Unicode Property Escapes
Unicode property escapes are a regular expression syntax that allows matching characters by their Unicode properties rather than by listing individual characters or ranges. Instead of maintaining brittle character class lists, you can write \p{Script=Latin} to match any Latin-script character, regardless of how many such characters exist.
Syntax
\p{Property} # match character with this property
\p{Property=Value} # match character where property equals value
\P{Property} # negation: does NOT have this property
JavaScript (ES2018+)
JavaScript supports Unicode property escapes with the /u flag (ES2018) or the /v flag (ES2024):
// Script property
const latinRegex = /\p{Script=Latin}/u;
console.log(latinRegex.test('A')); // true
console.log(latinRegex.test('α')); // false (Greek)

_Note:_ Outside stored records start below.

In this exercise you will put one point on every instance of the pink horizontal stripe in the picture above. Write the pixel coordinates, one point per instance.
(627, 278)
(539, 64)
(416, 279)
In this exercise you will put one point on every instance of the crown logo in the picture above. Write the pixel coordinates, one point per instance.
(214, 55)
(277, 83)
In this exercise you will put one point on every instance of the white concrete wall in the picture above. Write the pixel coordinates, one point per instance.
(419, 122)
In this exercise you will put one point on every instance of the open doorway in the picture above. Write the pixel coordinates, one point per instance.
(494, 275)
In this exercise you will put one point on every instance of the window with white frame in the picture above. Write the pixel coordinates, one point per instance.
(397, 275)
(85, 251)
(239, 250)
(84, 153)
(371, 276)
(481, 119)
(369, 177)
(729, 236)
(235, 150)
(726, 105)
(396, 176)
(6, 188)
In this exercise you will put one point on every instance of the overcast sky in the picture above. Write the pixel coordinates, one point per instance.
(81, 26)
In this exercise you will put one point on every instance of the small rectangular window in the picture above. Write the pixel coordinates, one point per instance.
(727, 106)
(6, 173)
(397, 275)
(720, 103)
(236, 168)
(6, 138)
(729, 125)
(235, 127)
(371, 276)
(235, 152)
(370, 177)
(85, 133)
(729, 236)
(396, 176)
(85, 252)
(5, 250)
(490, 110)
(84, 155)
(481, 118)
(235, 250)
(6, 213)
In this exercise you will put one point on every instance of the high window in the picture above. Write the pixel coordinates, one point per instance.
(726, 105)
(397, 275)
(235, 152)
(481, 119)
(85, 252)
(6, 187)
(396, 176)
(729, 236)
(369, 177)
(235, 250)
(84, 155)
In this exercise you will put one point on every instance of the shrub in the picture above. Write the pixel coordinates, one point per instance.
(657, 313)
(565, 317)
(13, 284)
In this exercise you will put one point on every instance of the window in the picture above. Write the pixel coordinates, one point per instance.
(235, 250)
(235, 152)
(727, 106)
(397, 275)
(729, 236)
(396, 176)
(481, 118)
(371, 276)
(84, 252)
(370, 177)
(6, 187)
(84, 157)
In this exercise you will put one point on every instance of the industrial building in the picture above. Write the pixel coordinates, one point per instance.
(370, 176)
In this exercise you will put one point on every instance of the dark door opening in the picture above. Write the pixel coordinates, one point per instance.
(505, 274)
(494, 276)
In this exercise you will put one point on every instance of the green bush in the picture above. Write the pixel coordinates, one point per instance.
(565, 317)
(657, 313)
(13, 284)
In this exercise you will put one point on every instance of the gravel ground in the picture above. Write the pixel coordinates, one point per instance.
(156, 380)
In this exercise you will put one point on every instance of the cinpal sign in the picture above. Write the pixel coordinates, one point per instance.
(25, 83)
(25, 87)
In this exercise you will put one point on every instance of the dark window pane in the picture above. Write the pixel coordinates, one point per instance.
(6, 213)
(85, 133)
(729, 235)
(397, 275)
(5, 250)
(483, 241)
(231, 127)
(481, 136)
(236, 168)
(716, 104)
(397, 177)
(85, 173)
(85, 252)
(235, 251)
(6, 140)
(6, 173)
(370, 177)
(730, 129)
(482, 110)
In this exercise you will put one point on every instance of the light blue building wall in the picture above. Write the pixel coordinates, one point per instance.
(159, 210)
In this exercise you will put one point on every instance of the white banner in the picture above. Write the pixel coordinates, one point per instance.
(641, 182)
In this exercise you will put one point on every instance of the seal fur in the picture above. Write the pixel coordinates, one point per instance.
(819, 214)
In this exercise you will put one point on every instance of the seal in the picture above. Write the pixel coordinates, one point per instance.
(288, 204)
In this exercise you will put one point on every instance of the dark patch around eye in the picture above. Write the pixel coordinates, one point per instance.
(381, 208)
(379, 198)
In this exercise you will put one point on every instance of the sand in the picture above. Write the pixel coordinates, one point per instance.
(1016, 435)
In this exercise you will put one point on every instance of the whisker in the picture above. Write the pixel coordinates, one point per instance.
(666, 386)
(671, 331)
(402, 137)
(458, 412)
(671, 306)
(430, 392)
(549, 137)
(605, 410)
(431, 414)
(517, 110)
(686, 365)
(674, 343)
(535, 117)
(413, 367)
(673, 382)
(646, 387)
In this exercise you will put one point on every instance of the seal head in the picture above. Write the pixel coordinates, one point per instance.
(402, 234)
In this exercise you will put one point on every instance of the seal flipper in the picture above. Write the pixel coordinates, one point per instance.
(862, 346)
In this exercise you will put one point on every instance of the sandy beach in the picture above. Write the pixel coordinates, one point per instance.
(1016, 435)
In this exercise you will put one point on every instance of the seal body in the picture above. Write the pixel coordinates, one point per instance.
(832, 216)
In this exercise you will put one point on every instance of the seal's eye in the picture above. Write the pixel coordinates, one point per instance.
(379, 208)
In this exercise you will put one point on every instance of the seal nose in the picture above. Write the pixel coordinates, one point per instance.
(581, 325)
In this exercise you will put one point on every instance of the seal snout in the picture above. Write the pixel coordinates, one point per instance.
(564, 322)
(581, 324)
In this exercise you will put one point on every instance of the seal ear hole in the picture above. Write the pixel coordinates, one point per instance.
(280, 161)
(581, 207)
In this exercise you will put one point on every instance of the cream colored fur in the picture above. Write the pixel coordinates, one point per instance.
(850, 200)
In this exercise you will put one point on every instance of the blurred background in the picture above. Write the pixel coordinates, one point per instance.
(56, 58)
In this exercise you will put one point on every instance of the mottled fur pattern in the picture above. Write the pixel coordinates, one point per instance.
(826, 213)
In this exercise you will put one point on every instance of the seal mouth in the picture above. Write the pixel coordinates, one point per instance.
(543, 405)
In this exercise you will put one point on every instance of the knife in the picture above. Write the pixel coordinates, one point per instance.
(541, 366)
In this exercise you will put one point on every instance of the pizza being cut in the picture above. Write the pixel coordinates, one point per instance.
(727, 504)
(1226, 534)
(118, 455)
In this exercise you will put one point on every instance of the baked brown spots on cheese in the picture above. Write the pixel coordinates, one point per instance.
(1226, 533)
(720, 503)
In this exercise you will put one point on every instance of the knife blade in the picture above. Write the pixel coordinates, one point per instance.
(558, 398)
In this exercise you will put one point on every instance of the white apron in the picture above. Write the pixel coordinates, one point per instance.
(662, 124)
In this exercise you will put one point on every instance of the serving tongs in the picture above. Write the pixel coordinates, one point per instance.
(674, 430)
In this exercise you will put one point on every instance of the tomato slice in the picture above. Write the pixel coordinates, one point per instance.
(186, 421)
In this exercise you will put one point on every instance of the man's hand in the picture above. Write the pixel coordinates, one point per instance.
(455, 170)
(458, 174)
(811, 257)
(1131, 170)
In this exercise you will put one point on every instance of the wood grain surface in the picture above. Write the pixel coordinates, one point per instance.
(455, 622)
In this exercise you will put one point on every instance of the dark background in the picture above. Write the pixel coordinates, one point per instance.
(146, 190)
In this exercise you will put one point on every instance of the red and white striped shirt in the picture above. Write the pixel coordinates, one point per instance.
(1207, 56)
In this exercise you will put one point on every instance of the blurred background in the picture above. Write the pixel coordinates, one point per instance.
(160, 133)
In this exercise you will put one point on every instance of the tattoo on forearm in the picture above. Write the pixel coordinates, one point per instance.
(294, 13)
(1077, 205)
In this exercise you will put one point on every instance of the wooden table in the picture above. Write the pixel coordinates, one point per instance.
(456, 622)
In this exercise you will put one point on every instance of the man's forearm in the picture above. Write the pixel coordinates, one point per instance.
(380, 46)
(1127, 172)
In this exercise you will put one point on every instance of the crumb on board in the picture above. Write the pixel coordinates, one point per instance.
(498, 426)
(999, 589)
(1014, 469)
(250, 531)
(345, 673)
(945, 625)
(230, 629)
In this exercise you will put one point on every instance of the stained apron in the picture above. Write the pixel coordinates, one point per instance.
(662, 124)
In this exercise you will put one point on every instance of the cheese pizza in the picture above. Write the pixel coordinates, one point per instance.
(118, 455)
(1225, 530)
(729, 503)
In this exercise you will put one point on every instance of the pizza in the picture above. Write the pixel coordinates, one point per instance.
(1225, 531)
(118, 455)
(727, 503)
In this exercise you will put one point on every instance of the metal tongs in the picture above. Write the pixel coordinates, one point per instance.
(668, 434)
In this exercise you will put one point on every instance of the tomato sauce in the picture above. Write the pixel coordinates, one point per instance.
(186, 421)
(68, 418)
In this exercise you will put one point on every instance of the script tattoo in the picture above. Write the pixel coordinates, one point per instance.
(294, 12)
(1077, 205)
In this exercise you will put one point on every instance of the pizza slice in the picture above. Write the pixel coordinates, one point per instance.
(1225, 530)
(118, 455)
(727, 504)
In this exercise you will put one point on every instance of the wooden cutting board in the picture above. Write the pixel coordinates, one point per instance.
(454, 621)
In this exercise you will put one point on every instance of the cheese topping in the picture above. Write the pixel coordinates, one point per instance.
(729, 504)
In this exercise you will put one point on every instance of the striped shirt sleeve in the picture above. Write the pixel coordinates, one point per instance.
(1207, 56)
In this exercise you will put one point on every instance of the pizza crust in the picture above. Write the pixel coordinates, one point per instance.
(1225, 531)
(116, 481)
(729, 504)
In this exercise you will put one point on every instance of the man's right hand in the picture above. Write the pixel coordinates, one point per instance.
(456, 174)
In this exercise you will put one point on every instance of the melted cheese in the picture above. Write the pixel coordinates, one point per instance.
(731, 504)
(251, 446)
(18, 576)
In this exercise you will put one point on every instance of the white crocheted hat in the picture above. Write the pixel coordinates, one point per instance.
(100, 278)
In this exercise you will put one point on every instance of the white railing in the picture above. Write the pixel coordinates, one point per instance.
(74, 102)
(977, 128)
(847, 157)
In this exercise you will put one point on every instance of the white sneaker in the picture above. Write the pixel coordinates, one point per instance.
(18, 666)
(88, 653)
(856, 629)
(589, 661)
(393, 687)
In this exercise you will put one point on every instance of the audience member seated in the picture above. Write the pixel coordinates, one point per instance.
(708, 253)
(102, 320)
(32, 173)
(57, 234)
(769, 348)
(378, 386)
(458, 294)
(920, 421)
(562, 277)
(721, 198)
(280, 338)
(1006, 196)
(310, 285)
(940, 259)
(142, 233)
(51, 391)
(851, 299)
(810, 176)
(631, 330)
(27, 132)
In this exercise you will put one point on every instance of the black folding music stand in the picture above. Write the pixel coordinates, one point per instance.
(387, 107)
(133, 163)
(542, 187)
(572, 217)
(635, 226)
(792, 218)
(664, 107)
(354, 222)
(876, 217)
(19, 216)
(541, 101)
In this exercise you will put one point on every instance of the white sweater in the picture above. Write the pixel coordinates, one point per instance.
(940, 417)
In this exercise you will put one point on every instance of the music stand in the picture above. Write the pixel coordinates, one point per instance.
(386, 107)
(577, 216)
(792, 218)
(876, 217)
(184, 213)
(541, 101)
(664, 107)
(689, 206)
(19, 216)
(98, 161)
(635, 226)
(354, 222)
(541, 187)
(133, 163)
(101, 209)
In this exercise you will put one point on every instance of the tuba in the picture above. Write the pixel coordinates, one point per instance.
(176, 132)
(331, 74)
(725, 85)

console.log(latinRegex.test('日')); // false (Han)
// Script_Extensions (character used in multiple scripts)
const hanRegex = /\p{Script_Extensions=Han}/u;
// General category
const letterRegex = /\p{Letter}/u; // any letter
const uppercaseRegex = /\p{Uppercase_Letter}/u;
const digitRegex = /\p{Decimal_Number}/u;
// Emoji
const emojiRegex = /\p{Emoji}/u;
console.log(emojiRegex.test('😀')); // true
// Binary properties
const whiteSpaceRegex = /\p{White_Space}/u;
const alphanumericRegex = /\p{Alphanumeric}/u;
// Practical: match all CJK characters
const cjkRegex = /\p{Script=Han}+/gu;
console.log('Hello 世界!'.match(cjkRegex)); // ['世界']
Python (regex module)
Python's built-in re module does not support Unicode property escapes. Use the third-party regex module:
import regex # pip install regex
# Match Latin script
pattern = regex.compile(r'\p{Script=Latin}+')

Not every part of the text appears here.